Moshe Arditi, MD, professor of Pediatrics and director of the Pediatric Infectious Diseases Division at Cedars-Sinai, is an international expert on Kawasaki disease and infectious and immunologic disorders in children. He is concerned that people will attribute the mysterious syndrome that was first reported in Europe and seen most recently in New York City children with COVID-19, to Kawasaki disease. However, the more likely explanation of this new entity, Arditi said, is toxic shock syndrome.
“Although some of the findings, such as pink eye, red lips and red tongue and rash may mirror that of Kawasaki disease, the new condition is anything but,” said Arditi. “The symptoms are instead linked to this novel multisystem hyperinflammatory response that features many cornerstone symptoms of toxic shock syndrome and a severe complication of rheumatic disease in children coupled with a severe immune reaction.”
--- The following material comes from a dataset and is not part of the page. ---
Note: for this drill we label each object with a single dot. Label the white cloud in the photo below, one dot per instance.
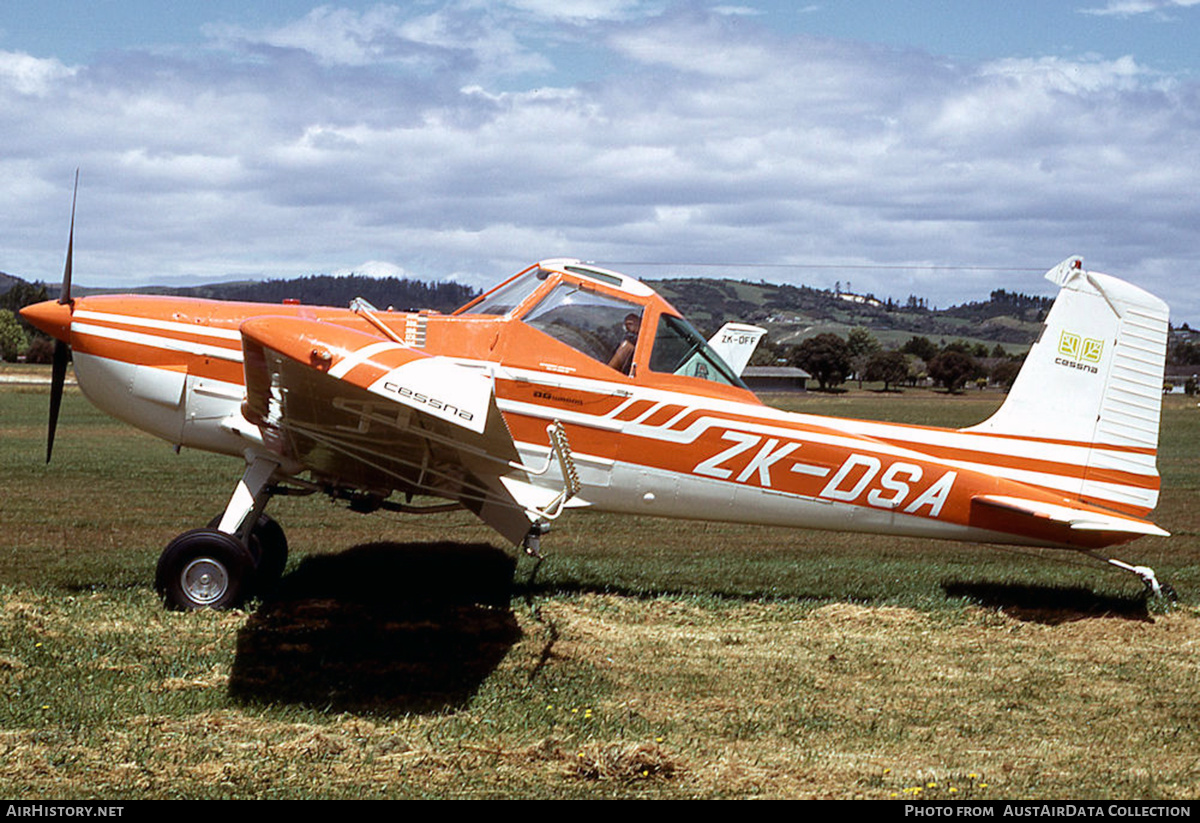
(1134, 7)
(28, 74)
(397, 137)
Arditi said confusion exists because toxic shock syndrome includes some of these same clinical features of Kawasaki disease, although they are different illnesses altogether.
“The overall clinical picture of children with this new entity is similar in many respects to the later phase of adult COVID-19 infection,” said Arditi. “Those characteristics include vasculitis, a severe immune reaction, hyperinflammation, multiorgan injury, diarrhea, acute kidney injury and laboratory features of toxic shock syndrome.”
These symptoms, said Arditi, are all common signs of toxic shock syndrome, not Kawasaki disease. Additionally, he said many of the patients with these symptoms also present with severe cardiac dysfunction, whereas Kawasaki disease presents only mild cardiac dysfunction.
Both toxic shock syndrome and Kawasaki disease are rare diseases among children that may have some overlapping clinical features. Unlike Kawasaki disease, toxic shock syndrome is a life-threatening complication of certain bacterial infections and involves multiorgan failures.
To avoid confusion, several designations have been proposed by the broader medical community, which is now referring to the new pediatric illness as pediatric COVID-19- associated multisystem inflammatory syndrome, or PCMIS.
Kawasaki disease most commonly affects younger children, said Arditi. In fact, 80% are under 5 years of age and 50% are under 2 years of age. However, in reported cases of pediatric COVID-19- associated multisystem inflammatory syndrome in New York and Europe, children were much older, with a median age of 8 to 11.
The most common symptoms of Kawasaki disease include a fever lasting at least five days, red rash, a swollen lymph node, swollen hands and feet, red palms and soles, red eyes, red and dry cracked lips and a red tongue.
In addition to these different demographics and different symptoms, Arditi says that children with this COVID-19 related illness also have completely discordant lab results when compared with those of patients with Kawasaki disease.
“Therefore, at this early stage of our understanding of this new disease, I believe that the data we have so far strongly suggest that PCMIS is not a manifestation of Kawasaki disease,” said Arditi.
He stressed that while many of the cases of pediatric COVID-19- associated multisystem inflammatory syndrome have been suspected to have COVID-19, there may be another yet-to-be identified infectious pathogen associated with these cases.
“While this new string of illness is troublesome, I want to remind parents the number of COVID-19 cases among children remains very small,” said Arditi, who stresses that adults account for 98% of known cases to-date, with only 2% being among children. “Parents should be reassured that children are unlikely to be seriously ill with COVID-19, and I urge parents not to panic, but instead, remain vigilant and call the doctor if their child presents with any unusual or new symptoms.”